The linear scan after sorting is negligible compared to sorting. Memory usage is minimal because no extra data structures are needed beyond the sorted array.

Test Cases

# Provided examples
assert Solution().maximumHappinessSum([1,2,3], 2) == 4
assert Solution().maximumHappinessSum([1,1,1,1], 2) == 1
assert Solution().maximumHappinessSum([2,3,4,5], 1) == 5

# Boundary cases
assert Solution().maximumHappinessSum([1], 1) == 1  # Single child
assert Solution().maximumHappinessSum([10**8]*5, 5) == sum([10**8 - i for i in range(5)])  # Max happiness values
assert Solution().maximumHappinessSum([5,4,3,2,1], 3) == 5 + 4 + 3  # Already descending

# Edge cases
assert Solution().maximumHappinessSum([1,2,2,3], 2) == 5  # Requires choosing largest first
assert Solution().maximumHappinessSum([1,2,3,4,5], 5) == 15  # Picking all children
Test Why
Single child Minimum input size
Maximum happiness Tests integer overflow handling
Descending already Confirms sorting is correct
Mixed small values Checks greedy selection order
Pick all children Ensures total sum accounts for all decrements correctly

Edge Cases

Case 1: k = 1

When only one child is picked, we should always pick the child with the maximum happiness. This tests whether the algorithm correctly identifies the highest value and does not over-apply decrements.

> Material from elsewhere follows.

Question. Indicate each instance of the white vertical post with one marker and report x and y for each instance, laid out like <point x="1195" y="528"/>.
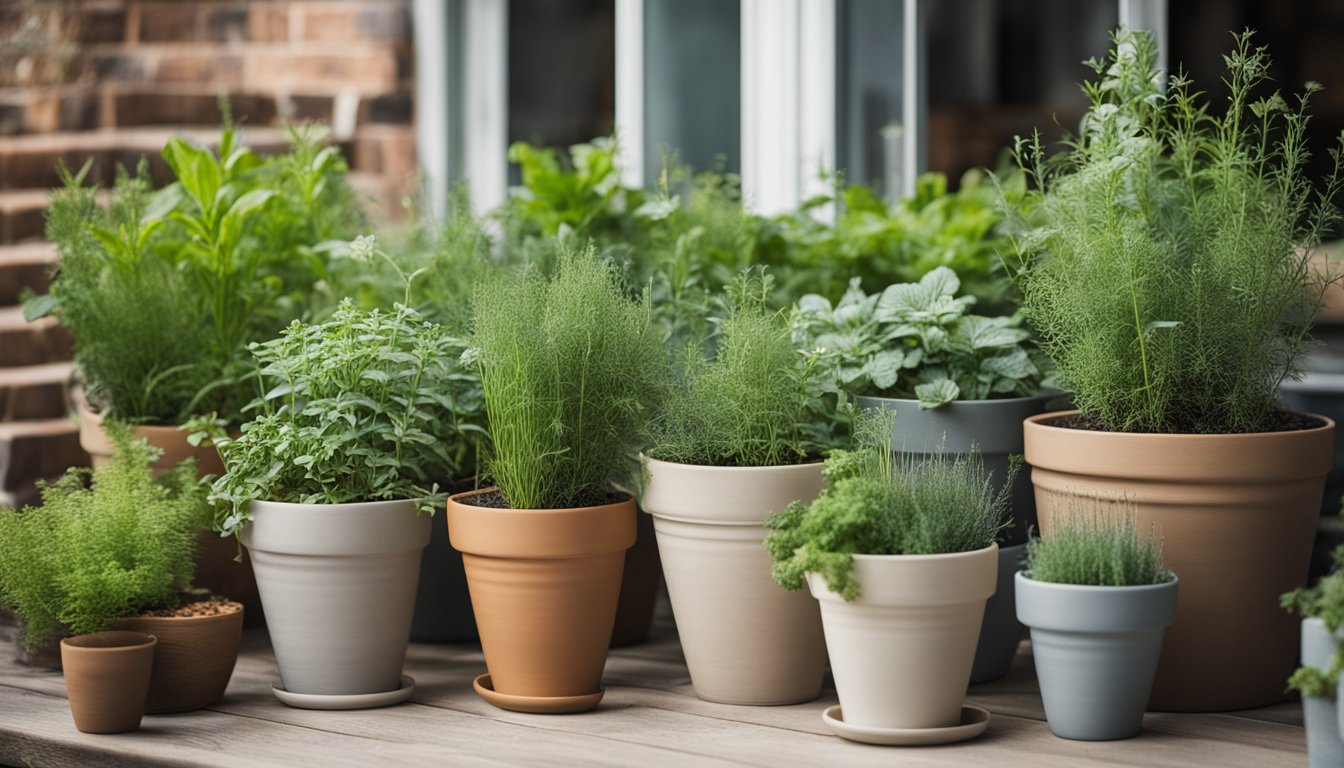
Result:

Case 2: All happiness equal

If all values are equal, selecting any child first may seem arbitrary, but the algorithm must still decrement remaining children and clamp to 0 correctly. This validates that the max(happiness[i] - i, 0) formula works for repeated values.

Case 3: Maximum input size

n = 2*10^5, happiness[i] = 10^8, k = n. This tests performance and integer overflow. The algorithm handles this efficiently because it sorts and iterates linearly, and in Go we explicitly use int64 to prevent overflow.

This solution is fully robust for all inputs under the given constraints.